The new Subcommittee report cites internal documents from Goldman said that contradict this assertion.

"I think that they misled the Congress," Levin told journalists. Goldman "acquired at the expense of their clients and they have used abusive practices to do so," he said.

DuVally, Goldman spokesman, said that even if the company is in disagreement with many of the conclusions of the report, "we take seriously the issues explored by the Subcommittee." We recently published the results of a comprehensive review of our practices and standards of the company and is committed to making significant changes. ?
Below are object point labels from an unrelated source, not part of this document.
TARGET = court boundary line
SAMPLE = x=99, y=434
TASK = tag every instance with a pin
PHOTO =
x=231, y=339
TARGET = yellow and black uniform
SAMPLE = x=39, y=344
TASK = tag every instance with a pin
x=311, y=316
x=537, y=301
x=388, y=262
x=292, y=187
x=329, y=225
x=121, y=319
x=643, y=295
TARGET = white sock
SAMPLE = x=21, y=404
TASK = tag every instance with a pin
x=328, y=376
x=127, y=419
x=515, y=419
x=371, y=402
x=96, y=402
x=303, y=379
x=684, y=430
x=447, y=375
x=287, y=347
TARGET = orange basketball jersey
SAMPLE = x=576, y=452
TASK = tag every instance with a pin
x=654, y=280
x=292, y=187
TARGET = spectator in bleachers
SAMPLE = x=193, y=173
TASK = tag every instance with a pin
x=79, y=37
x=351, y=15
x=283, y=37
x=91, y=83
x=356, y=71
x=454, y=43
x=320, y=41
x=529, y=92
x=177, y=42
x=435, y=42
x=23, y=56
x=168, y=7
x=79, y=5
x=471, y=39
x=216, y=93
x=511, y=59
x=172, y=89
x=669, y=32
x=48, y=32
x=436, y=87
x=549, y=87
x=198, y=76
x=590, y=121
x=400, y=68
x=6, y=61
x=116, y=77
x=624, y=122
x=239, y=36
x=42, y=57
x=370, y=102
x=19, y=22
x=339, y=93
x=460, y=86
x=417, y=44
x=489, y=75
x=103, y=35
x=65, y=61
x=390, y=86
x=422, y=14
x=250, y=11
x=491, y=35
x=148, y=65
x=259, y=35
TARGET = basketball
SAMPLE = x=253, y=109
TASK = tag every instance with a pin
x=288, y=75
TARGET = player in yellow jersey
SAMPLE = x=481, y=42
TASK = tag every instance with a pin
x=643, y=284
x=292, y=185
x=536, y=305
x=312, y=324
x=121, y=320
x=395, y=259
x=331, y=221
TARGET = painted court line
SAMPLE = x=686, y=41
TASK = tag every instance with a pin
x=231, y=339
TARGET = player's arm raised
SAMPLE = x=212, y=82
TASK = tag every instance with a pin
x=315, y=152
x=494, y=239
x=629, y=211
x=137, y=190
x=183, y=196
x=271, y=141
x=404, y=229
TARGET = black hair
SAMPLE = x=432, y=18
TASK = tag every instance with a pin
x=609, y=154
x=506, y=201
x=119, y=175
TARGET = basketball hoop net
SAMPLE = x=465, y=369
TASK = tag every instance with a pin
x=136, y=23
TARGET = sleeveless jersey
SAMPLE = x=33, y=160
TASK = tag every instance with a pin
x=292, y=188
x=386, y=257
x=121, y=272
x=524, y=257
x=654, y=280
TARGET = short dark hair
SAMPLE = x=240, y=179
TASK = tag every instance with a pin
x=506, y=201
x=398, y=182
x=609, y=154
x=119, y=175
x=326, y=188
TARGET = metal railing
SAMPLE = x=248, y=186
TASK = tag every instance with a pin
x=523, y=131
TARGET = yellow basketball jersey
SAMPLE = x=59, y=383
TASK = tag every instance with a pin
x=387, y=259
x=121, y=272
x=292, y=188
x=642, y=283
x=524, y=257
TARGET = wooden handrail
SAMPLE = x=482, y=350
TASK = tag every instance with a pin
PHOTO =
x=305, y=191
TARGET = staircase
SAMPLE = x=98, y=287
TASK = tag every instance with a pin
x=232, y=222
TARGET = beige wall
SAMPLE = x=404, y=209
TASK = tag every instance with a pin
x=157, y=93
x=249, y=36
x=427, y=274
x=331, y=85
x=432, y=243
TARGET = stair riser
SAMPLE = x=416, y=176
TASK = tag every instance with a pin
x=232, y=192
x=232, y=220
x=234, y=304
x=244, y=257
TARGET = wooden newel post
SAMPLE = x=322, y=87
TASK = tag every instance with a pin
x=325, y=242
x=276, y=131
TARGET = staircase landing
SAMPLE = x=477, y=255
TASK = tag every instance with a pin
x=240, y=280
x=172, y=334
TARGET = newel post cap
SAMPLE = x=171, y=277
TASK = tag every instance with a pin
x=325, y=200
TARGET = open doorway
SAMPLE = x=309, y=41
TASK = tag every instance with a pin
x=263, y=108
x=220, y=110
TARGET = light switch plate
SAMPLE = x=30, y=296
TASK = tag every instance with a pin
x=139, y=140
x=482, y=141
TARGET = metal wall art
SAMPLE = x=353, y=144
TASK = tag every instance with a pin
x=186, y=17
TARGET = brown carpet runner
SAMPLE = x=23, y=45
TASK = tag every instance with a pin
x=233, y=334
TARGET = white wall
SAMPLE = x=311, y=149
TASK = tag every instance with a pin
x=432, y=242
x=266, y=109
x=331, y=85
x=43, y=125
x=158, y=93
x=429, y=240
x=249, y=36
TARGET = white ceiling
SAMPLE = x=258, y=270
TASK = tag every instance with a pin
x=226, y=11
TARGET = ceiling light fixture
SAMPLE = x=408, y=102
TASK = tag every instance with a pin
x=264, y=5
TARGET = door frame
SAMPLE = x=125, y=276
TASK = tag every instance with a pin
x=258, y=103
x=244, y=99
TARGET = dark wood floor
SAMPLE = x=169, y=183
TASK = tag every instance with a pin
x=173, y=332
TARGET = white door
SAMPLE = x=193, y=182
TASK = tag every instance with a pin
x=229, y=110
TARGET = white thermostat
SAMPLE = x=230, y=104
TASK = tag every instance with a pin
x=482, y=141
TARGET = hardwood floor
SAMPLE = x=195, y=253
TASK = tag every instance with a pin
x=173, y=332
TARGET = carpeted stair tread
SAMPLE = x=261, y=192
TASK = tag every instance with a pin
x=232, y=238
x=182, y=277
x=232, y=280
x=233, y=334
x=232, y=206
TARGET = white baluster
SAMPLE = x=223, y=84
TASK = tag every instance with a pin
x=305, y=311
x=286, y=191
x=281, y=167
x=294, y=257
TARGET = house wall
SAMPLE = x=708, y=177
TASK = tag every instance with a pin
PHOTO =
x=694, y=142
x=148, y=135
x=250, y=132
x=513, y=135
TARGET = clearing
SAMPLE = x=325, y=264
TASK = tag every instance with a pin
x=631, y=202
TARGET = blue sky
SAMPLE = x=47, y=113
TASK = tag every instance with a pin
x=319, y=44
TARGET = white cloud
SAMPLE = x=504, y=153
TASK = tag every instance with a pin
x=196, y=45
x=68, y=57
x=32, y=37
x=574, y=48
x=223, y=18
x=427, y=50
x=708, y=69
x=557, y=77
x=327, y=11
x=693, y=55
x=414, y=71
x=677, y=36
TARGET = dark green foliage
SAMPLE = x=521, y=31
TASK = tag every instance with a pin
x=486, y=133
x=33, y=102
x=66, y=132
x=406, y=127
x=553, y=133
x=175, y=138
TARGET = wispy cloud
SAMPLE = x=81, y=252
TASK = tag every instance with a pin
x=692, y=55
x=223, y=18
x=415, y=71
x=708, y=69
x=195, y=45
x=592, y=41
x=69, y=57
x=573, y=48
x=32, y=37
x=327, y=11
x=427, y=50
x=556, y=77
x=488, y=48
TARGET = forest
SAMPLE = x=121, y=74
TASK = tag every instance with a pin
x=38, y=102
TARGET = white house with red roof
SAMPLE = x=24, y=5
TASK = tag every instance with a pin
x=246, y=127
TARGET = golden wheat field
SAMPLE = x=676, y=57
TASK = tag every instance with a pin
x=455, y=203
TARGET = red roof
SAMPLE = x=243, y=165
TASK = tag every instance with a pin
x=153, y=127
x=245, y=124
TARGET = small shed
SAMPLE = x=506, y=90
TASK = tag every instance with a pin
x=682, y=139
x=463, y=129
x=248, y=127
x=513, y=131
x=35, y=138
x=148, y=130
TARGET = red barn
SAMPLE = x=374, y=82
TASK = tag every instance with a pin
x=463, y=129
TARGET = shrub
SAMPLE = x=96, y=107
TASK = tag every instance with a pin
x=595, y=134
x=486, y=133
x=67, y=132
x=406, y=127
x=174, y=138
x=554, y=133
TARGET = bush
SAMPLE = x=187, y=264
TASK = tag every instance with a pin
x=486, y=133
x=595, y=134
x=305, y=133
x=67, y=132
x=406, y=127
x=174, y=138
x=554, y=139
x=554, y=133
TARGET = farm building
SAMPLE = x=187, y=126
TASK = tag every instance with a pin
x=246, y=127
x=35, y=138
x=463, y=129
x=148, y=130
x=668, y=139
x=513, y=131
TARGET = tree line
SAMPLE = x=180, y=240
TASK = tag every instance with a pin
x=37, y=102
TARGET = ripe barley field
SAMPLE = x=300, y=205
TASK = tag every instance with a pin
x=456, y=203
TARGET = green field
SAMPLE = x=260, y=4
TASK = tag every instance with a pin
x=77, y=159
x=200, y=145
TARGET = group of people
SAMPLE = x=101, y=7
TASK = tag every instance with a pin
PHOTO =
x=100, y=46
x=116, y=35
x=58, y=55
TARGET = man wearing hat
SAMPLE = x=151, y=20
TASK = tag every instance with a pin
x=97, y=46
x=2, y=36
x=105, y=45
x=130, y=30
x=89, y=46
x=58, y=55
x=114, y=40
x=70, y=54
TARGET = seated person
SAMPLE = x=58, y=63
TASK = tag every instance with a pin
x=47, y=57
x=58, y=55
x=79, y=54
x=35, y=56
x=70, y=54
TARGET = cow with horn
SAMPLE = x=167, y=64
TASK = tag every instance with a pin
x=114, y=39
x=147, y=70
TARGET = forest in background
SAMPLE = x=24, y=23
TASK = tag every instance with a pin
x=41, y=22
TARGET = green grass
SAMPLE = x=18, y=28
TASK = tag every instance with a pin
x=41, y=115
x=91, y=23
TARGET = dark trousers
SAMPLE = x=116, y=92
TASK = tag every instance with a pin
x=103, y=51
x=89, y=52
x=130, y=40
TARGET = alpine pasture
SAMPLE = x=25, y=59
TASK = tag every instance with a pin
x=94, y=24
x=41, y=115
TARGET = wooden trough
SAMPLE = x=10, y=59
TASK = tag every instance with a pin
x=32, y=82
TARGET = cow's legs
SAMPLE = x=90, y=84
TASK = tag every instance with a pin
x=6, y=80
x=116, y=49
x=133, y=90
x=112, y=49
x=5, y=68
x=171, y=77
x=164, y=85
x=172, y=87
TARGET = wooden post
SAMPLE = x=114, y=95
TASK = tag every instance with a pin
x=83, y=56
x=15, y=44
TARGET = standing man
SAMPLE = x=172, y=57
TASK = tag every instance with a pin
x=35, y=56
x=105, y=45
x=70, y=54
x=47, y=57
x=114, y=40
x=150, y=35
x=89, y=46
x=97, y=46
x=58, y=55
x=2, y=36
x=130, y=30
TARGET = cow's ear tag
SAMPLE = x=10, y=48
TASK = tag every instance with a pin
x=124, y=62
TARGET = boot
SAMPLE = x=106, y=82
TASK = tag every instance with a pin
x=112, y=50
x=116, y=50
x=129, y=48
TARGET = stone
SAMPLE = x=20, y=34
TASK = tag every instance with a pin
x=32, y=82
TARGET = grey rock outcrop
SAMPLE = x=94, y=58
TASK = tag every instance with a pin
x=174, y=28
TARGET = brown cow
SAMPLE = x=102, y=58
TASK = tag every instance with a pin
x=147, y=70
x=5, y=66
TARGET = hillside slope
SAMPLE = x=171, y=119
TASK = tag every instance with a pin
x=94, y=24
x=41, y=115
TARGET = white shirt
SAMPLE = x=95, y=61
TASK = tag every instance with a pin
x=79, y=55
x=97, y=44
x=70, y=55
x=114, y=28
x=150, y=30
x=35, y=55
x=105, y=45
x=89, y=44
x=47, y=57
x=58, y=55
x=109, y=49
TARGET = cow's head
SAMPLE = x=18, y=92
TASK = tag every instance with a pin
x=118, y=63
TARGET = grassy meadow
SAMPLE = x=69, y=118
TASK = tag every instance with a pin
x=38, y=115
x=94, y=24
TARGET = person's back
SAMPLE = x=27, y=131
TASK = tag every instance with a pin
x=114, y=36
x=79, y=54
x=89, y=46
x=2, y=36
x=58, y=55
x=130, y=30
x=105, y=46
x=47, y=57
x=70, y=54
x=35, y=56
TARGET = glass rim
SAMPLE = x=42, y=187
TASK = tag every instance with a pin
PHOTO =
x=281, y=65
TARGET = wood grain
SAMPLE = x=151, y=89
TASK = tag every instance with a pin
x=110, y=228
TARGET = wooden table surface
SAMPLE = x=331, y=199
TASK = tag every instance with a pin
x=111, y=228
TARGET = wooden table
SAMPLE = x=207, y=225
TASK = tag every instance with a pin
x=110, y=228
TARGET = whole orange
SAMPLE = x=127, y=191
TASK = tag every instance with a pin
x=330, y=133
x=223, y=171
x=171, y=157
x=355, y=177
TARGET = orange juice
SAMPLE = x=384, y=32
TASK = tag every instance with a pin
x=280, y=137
Goldman agreed last summer to pay 550 million to settle civil fraud by the Securities and Exchange Commission charges mislead purchasers of mortgage debt. The agreement applied to one of the four transactions cited by the Subcommittee of the Senate.

The report concludes with an investigation of two years by the Committee, which reviewed millions of documents and interviewed scores of executives, dealers and vendors.

It depicts "a financial snake pit laden with greed, conflicts of interest and wrongdoing", said Levin.

The Group of experts cited four key areas of the causes of the financial crisis:

_Risky mortgage credit as exemplified by Washington Mutual, which became the largest American Bank never failed in September 2008.

_The failure of regulators to repress on loans to abuse and conduct risk in banks in the years prior to the bust of housing and the financial crisis.

_The AAA ratings assigned by the big credit rating agencies to high risk subprime who later bad and has contributed to cause the housing bust.

_The role of Goldman Sachs investment banks and finance offerings they put together, which flooded the markets with risky securities.

The report also urges regulators federal to make several changes, as a strong prohibition on conflicts of interest for investment banks and other financial actors. He said the Act, financial review adopted last year in response to the crisis could help to prevent future abuses.

The "at the heart of the financial crisis were outstanding and often not disclosed, conflicts of interest," Senator Tom Coburn of Oklahoma, the Republican top panel of the page. "Blame for this mess is everywhere in the world of federal regulators who close their eyes, Wall Street banks that allow greed to run wild, and members of Congress who failed to provide the supervision."

Levin, said that the Panel planned transmit the findings to the Ministry of Justice and the Securities and Exchange Commission for further investigation as possible.